To every investor who seeks financial security, and to everyfinancial advisor who struggles in a rapidly changingworld to make those investors' goals a reality.
The world as you know it is being reshaped!
This statement couldn't be more descriptive of the Financial Services industry and the world of wealth management. Leadership teams around the globe are grappling with the rapid adoption of, increasing reliance on and relationship dynamics fueled by social platforms.
Facts called out in The Socially Savvy Advisor may have bordered on blasphemy in board rooms years ago. However, as author Jennifer Openshaw clearly points out, these behaviors are setting new rules of engagement. We live in a world where:
Fifty percent of investors…rely heavily on financial websites and blogs, ahead of financial newspapers and financial planners.
Seventy percent of wealthy investors have restructured their investments…based on content found on social media.
—Cogent Mass Affluent 2014
Among “Under 40” HNWI, 40.5 percent cite social media as importance for accessing information and 36.3 percent for engaging with wealth managers and firms.

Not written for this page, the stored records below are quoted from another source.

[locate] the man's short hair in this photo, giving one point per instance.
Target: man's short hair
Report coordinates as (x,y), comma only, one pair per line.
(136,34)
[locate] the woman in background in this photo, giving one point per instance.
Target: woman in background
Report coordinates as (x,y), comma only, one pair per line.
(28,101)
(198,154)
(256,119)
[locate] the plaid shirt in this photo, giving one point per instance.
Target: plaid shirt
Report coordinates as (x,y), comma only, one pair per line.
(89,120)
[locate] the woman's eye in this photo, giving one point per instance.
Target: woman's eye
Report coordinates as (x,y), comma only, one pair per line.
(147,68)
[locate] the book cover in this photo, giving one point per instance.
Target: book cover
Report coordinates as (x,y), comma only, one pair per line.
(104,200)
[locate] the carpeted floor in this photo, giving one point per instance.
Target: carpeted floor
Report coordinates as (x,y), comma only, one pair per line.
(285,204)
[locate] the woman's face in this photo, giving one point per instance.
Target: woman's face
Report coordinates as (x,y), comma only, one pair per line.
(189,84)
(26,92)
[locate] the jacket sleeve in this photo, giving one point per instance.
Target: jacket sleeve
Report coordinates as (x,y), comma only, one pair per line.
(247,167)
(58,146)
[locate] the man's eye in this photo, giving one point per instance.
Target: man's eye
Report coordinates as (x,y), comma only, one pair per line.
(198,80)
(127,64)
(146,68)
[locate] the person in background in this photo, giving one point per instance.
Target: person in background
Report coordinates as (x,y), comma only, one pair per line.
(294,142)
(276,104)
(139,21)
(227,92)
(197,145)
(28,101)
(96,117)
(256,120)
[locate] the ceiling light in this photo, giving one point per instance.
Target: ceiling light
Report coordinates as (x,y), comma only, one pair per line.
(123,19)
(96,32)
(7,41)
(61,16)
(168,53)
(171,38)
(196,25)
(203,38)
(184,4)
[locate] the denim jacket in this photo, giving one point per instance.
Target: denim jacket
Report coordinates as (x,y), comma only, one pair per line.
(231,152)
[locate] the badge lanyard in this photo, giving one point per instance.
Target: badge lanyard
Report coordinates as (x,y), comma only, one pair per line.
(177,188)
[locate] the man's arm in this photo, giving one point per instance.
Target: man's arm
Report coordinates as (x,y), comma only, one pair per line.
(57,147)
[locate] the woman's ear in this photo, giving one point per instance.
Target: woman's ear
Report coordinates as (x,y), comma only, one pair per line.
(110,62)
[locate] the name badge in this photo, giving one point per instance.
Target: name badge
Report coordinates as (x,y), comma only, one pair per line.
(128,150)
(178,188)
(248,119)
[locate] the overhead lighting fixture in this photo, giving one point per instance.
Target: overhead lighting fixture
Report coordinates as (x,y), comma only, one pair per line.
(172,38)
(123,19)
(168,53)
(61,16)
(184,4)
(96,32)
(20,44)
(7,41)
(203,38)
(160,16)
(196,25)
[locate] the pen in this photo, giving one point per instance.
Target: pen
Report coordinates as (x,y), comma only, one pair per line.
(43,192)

—RBC Wealth Management/CapGemini World Wealth Report 2014)
And these are changes I've seen firsthand. I have spent the past 15 years focused on digital technologies that disrupt, enhance, and create value for clients as they navigate their intricate relationships with financial institutions.
Having joined LinkedIn in early 2011 as Global Head of Category Development–Financial Services, I've watched the LinkedIn network grow threefold to over 313 million members today. Within this vast network, the Financial Services industry has seen tremendous traction. In fact, the Financial Advisors Group is one of our fastest-growing communities, with more than 700,000 members globally. These members are actively leveraging LinkedIn to build their professional brands, grow their businesses, and, as a knowledge platform, to access industry news, market perspectives, and peer insights.
This rapid uptake presents financial services firms and those selling to them with tremendous opportunities to engage and interact with prospective clients. But there are right and wrong ways to go about this.
The Socially Savvy Advisor is a comprehensive guide to our social ecosystem and regulatory landscape. It provides pragmatic advice and how-to tips that can transform your social marketing efforts from being a tangential business strategy to a decisive game changer.
A concise and digestible read, this book is suitable for advisors at all stages of the “social practice” continuum. In it, you will find:
Compelling stats and consumer insights.
Use cases of social platforms, successful marketing practices, and a getting-started checklist.
Overview of regulatory rules and a compliance planning guide.
Best practices for content creation, content distribution and migrating to an “always-on” content strategy.
Standards related to marketing and business development.
So read on for clear guidance when it comes to tapping into this new opportunity without breaking the rules.
Global Head of Category Development
You've heard it before: it takes a village. But you know it's true when we're talking about compliant social media for the financial industry!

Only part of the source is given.